Once again, fat tears began to roll down her cheeks, and Link ached to catch them, to wipe them away. But she was in Misko's reach now, and Link knew it wasn't his place.

Maybe it never had been. She'd stopped him on Lanayru. She'd put them both back their place. And now she had left his side to reach for Misko.

Misko, the silver bard. Misko, of princely Sheikah blood. Misko the courtly poet. Misko the perfect.

"Of course I'm alive," Misko said, with a mix of confusion and alarm. And suddenly his eyes met Link's, across the dimly lit room. "Shouldn't I be?"

It was unkind to wish he was, Link reminded himself. Focusing on the question, he managed to reply, "The King is dead." His voice broke on the last word.

Now Zelda did begin to cry in earnest, and Link averted his eyes, the shame of reminding her hurting keenly.

Wordlessly, Misko reached out to pull her in, but his gaze never left Link's, the disbelief warring with denial on his face. "Dead?"

"He might not be," Zelda wept, protesting.

"Calamity Ganon wore him down," Link said, numbly. "And he lost blood. A lot of it." Too much.

Now Misko's hand was on Zelda's hair, keeping her close, protectively. Licking his lips, the bard tried to find words. "How bad is it?" He finally managed. There was no mistaking the real question, though.

"It's bad," Link said, plainly. "The Champions are dead."

"What? All of them?"

"All but me," Link said, dryly. "We were separated, and they were killed one by one, before we could ever form ranks."

Misko took this in with surprising calm, though his eyes were still searching Link's face for more answers. In his arms, Zelda was sobbing helplessly.

"We couldn't stop it," she said. "We― They―"

Over their heads, the Calamity roared once more, and Zelda flinched.

"So we must run," Misko said, firmly.

It was the smartest thing the bard had ever said. There was just one problem.

"The way is blocked off," Link reminded him, nodding back to where the barred doors held rubble at bay. "Ceiling collapsed. At least Ganon's blights can't catch us now. But we can't get out."

Misko peered at him in silence, his expression hard to read. A hundred different hesitations seemed to flit across his face, a thousand thoughts.

And amidst it all, an unspoken truth.

Link raised a brow, waiting. Standing as they were, here, now, in the dust and the darkness, trapped like rats, the truth dawned on Link. In this treasury, this damned treasury that had given Impa so much trouble, that had baffled so many Sheikah shadows, the confusion melted away into grim amusement. He'd found the jewel thief. And that same thief might be their salvation, if the hesitation in his eyes was anything to go by.

Misko, Link thought, thinking back on too many hours of frustration. Misko, whose lineage was that of ancient Sheikah royalty, whose station had been afforded to him merely out of politeness. Misko, titled yet poor. Misko, who loved Hyrule's princess. Misko, who needed to make himself worthy.

It was difficult not to laugh bitterly. It was impossible not to feel a grudging sympathy.

How had he managed it?
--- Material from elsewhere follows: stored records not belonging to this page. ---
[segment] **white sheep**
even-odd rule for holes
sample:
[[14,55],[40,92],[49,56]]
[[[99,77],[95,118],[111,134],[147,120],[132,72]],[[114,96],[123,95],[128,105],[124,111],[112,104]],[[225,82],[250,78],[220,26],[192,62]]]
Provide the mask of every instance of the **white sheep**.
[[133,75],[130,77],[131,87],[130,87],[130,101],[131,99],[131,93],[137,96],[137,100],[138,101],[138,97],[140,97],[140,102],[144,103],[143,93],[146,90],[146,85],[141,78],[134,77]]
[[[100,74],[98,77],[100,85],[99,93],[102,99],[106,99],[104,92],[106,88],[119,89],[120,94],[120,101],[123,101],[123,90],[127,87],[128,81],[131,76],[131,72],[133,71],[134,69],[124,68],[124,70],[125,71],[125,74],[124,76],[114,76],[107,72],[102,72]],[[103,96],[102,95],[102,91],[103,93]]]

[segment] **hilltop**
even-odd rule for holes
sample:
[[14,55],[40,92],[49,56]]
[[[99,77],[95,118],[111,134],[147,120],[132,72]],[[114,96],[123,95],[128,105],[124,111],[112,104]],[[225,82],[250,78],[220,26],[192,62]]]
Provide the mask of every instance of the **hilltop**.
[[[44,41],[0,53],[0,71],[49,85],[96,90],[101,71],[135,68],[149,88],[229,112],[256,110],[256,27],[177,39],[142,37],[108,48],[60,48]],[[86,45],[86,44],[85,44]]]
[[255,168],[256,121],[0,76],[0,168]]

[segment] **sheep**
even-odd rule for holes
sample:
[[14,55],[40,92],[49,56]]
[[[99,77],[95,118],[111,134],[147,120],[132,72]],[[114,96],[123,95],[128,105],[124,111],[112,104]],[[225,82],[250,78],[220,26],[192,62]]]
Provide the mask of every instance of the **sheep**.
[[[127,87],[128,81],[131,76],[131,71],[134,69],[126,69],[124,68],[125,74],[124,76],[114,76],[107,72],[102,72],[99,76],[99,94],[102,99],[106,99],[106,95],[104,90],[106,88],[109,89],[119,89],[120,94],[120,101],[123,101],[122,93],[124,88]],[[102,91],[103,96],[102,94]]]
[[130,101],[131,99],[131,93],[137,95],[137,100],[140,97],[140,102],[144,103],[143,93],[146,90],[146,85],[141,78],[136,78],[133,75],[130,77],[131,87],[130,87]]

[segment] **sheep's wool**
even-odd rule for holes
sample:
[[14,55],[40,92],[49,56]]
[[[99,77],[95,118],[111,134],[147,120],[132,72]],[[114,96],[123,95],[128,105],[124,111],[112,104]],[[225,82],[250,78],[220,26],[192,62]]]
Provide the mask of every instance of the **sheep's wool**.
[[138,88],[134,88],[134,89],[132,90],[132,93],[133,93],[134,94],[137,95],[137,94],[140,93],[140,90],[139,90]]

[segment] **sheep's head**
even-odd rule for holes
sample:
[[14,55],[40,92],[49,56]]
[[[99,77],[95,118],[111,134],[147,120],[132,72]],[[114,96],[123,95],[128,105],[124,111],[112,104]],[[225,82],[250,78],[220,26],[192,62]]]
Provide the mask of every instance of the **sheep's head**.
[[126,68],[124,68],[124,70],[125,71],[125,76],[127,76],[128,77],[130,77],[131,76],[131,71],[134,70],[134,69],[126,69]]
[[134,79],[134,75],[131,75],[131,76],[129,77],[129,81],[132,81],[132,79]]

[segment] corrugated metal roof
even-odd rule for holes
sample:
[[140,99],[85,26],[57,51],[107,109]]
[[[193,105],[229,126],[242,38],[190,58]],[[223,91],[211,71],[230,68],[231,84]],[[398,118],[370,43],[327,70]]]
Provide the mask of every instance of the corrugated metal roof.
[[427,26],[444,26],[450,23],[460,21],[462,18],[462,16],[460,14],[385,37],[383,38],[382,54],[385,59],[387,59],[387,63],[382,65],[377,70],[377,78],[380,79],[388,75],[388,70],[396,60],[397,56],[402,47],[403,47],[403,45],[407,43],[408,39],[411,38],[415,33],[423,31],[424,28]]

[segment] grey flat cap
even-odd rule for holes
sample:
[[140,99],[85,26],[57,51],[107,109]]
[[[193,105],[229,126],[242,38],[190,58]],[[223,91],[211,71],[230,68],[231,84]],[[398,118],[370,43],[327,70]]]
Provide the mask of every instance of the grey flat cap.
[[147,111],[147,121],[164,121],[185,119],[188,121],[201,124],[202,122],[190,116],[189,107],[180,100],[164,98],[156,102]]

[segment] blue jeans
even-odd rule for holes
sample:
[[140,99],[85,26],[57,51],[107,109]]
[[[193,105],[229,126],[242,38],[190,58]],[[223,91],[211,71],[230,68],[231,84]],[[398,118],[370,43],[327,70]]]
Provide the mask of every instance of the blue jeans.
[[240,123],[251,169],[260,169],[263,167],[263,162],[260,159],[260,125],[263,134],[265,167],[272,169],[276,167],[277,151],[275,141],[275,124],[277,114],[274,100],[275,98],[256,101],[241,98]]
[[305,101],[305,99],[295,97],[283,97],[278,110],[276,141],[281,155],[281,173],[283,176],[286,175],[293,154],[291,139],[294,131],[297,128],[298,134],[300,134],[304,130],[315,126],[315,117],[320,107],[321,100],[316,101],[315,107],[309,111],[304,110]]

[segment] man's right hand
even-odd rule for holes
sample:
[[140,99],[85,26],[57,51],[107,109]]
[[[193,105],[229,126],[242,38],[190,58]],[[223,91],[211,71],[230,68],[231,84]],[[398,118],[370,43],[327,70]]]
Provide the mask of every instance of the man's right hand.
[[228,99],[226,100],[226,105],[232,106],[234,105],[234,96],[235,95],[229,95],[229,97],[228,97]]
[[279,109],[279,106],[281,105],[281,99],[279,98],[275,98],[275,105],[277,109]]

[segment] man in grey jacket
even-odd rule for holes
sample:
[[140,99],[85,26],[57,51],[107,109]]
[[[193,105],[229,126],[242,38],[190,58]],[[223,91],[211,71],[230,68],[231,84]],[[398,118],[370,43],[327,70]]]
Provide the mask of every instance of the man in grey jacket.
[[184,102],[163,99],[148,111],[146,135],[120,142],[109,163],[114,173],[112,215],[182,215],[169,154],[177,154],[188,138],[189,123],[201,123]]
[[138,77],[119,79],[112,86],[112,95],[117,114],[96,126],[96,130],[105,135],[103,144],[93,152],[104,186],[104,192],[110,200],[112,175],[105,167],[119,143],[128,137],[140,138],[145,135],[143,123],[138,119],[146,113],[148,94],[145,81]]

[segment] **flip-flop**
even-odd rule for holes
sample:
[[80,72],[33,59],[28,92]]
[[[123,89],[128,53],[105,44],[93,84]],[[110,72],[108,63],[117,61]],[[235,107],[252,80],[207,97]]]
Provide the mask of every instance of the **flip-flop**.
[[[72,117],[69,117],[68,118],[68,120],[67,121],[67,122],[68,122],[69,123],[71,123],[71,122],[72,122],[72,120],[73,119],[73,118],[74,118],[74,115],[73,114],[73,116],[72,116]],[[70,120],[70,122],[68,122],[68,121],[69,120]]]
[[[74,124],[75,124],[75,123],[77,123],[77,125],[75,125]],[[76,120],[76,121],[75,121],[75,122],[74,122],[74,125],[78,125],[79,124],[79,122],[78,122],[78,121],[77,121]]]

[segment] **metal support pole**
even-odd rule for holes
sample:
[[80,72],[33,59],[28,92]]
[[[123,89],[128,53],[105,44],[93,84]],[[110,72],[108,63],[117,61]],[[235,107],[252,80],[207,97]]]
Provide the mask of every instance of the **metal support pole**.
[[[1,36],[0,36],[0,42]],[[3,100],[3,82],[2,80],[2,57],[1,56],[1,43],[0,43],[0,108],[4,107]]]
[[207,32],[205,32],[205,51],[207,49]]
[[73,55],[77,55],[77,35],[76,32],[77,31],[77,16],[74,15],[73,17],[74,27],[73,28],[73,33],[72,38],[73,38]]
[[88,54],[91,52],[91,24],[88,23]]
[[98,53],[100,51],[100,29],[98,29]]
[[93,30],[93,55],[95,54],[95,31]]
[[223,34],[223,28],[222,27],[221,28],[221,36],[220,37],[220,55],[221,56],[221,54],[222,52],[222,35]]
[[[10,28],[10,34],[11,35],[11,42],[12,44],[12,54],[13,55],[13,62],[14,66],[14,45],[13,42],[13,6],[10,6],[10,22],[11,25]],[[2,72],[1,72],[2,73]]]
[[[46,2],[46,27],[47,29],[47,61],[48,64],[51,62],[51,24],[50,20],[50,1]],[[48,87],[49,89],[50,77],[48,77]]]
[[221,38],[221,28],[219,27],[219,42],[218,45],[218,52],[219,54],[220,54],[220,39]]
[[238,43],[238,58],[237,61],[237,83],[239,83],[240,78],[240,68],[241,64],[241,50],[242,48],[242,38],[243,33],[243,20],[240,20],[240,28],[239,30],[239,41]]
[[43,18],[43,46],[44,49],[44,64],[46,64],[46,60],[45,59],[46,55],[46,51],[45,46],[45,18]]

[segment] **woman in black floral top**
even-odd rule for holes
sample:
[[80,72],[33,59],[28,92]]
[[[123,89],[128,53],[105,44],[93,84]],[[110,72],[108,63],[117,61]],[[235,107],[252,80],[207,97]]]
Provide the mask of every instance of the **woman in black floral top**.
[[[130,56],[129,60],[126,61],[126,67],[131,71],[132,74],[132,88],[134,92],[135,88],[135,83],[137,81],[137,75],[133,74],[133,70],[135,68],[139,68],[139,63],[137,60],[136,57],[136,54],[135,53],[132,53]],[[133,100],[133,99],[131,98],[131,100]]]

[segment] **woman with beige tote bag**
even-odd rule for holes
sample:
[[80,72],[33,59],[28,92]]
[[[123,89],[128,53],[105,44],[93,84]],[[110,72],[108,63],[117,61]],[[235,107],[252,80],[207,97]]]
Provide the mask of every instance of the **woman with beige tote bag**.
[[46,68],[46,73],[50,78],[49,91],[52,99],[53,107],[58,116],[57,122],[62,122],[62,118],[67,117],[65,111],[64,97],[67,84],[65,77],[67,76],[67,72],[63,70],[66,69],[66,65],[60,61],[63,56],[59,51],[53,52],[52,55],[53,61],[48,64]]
Link wondered if the thief knew of another way in and out. He hoped so: otherwise, they would all die in here.

And Misko, damn the poor poet, damn the foolish bard, was holding Zelda in his arms― holding her close, like a precious thing. Link could see the struggle in him: even here, now, at the end of the world, he was still clinging to his pride.

We can't get out, Link repeated, mouthing at his rival, the man who would have made a glorious prince at Zelda's side. And maybe if things had been different, he might have had a chance. A chance at wealth and a crown. A chance at the princess' love. And Link would have had to watch it all, would have had to watch them wed, would have had to guard their children. Torture.
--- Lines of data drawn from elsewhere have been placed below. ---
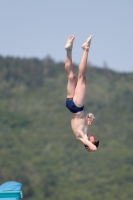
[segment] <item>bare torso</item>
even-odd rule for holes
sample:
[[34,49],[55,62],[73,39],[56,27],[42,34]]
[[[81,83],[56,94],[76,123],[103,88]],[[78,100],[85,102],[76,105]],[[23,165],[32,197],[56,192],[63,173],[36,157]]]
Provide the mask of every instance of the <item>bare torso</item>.
[[88,123],[84,115],[84,110],[72,113],[71,126],[77,139],[80,137],[87,139]]

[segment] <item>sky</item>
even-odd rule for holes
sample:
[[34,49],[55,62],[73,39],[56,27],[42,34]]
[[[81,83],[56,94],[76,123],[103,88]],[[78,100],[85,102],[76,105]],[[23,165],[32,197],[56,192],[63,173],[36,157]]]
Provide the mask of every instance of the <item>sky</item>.
[[0,55],[65,61],[75,35],[73,62],[92,35],[89,62],[133,72],[132,0],[0,0]]

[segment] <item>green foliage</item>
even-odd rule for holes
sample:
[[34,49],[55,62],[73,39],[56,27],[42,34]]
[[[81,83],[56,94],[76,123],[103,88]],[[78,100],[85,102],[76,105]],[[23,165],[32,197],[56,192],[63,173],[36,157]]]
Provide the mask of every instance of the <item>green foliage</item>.
[[133,74],[87,68],[94,154],[72,133],[66,84],[63,62],[0,57],[1,183],[21,182],[26,200],[132,199]]

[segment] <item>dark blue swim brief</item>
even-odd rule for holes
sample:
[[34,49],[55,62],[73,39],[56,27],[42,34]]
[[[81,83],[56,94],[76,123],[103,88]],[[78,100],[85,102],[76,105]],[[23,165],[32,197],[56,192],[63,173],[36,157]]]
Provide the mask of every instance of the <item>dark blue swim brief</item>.
[[66,107],[72,112],[72,113],[77,113],[80,112],[84,109],[84,106],[82,107],[77,107],[75,103],[73,102],[73,98],[67,98],[66,99]]

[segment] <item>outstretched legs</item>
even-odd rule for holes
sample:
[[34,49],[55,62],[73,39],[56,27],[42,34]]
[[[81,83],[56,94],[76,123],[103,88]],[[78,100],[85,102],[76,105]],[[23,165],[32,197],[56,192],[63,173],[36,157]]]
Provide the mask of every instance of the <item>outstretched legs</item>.
[[76,106],[82,107],[84,105],[86,96],[86,65],[92,36],[90,36],[87,41],[82,45],[83,54],[79,64],[77,83],[76,76],[72,67],[72,47],[74,38],[75,37],[73,35],[70,36],[65,45],[65,49],[67,51],[65,61],[65,71],[68,78],[67,98],[73,98]]
[[75,89],[73,101],[78,107],[82,107],[85,103],[86,97],[86,66],[88,59],[88,52],[90,48],[92,36],[82,45],[83,53],[78,69],[78,82]]
[[67,98],[73,98],[75,94],[75,88],[76,88],[76,76],[73,72],[73,67],[72,67],[72,47],[73,47],[73,41],[74,41],[74,36],[71,35],[67,43],[65,45],[65,49],[67,51],[66,54],[66,61],[65,61],[65,71],[66,75],[68,78],[68,83],[67,83]]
But that future was gone now. Shut and barred like a door against a caved-in hallway. Either the bard's selfishness would be their salvation, or they would die now.

As though aware of Link's thoughts, the bard averted his gaze. And Link realized what a fool he was being.
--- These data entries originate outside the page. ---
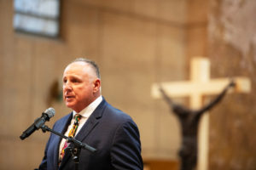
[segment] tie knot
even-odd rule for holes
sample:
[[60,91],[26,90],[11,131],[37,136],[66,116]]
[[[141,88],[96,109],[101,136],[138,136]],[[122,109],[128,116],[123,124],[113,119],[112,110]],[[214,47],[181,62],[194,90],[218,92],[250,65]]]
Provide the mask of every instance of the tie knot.
[[80,121],[80,119],[81,119],[81,116],[82,116],[81,115],[76,114],[74,116],[75,122],[79,122]]

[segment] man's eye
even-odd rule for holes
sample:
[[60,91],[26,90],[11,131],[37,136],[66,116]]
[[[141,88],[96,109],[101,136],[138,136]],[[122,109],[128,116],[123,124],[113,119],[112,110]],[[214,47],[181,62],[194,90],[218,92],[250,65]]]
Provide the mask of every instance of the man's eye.
[[79,81],[78,79],[73,79],[72,80],[73,82],[79,82]]

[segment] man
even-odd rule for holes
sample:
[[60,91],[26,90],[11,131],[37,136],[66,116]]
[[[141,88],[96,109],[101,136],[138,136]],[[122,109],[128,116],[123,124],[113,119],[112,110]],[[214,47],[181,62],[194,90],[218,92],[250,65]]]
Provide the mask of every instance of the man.
[[[58,120],[53,130],[74,136],[96,149],[93,153],[81,150],[79,169],[143,168],[138,128],[128,115],[111,106],[102,97],[100,73],[96,63],[77,59],[66,67],[63,99],[73,110]],[[71,153],[65,150],[68,144],[65,139],[51,134],[39,169],[74,169]]]

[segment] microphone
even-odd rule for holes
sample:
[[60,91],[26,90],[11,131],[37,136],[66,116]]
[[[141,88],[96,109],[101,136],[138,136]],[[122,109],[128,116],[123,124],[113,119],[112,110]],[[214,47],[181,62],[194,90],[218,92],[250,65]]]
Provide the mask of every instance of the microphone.
[[38,130],[44,124],[44,122],[53,117],[55,114],[55,110],[52,107],[45,110],[45,111],[42,113],[42,116],[37,118],[34,123],[22,133],[22,134],[20,136],[20,139],[23,140],[24,139],[29,137],[33,132],[35,132],[35,130]]

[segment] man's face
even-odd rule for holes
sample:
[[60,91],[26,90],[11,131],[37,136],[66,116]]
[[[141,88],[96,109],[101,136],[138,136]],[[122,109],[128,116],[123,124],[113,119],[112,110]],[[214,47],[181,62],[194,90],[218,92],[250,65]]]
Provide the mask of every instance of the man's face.
[[100,80],[91,66],[83,61],[67,65],[63,73],[63,99],[76,112],[81,111],[99,94]]

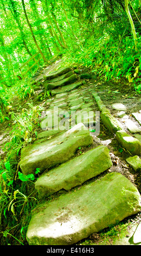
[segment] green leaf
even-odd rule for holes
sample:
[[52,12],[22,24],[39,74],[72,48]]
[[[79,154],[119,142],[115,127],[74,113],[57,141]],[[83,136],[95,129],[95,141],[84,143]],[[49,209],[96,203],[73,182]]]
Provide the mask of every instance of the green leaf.
[[120,148],[118,150],[119,152],[120,152],[120,153],[121,153],[123,151],[123,149],[122,149],[122,148]]
[[32,141],[32,138],[29,138],[29,139],[28,139],[28,142],[31,142],[31,141]]
[[20,173],[20,172],[18,172],[18,178],[19,178],[20,180],[21,180],[22,181],[28,181],[28,178],[25,175],[23,174],[22,173]]
[[40,173],[40,168],[36,168],[36,170],[35,171],[35,174],[37,174],[39,173]]
[[28,174],[27,175],[28,179],[30,179],[31,180],[35,180],[35,176],[34,175],[31,173],[31,174]]
[[6,181],[6,180],[7,179],[7,175],[6,175],[7,172],[7,171],[6,170],[5,172],[3,173],[3,174],[2,174],[2,178],[3,178],[4,181]]
[[7,170],[8,172],[10,172],[10,163],[9,161],[8,161],[7,162],[6,162],[4,163],[4,165],[5,165],[5,168],[7,169]]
"Misko," Link said, the sorrow and the helpless rage simmering inside. "Is there another way out?"

Zelda pulled away from Misko, wiping at the tears on her cheeks. "Link?"

Link took a step forward. "Another way out, Misko of the Sheikah. Surely there's some sort of secret passage? Was that how you snuck in to steal your princess' treasures?"

A flash of irritation flickered on the bard's face. "That isn't necessary."

But Link felt cruel. Jealous and cruel and angry and helpless, and he shook his head. "You can't tell me you want to dissemble now. Not when Calamity is upon us. Don't you want to meet your gods with a clear conscience?"

"Link." Zelda frowned at him now. Then, turning to Misko, she asked, "What is he talking about?"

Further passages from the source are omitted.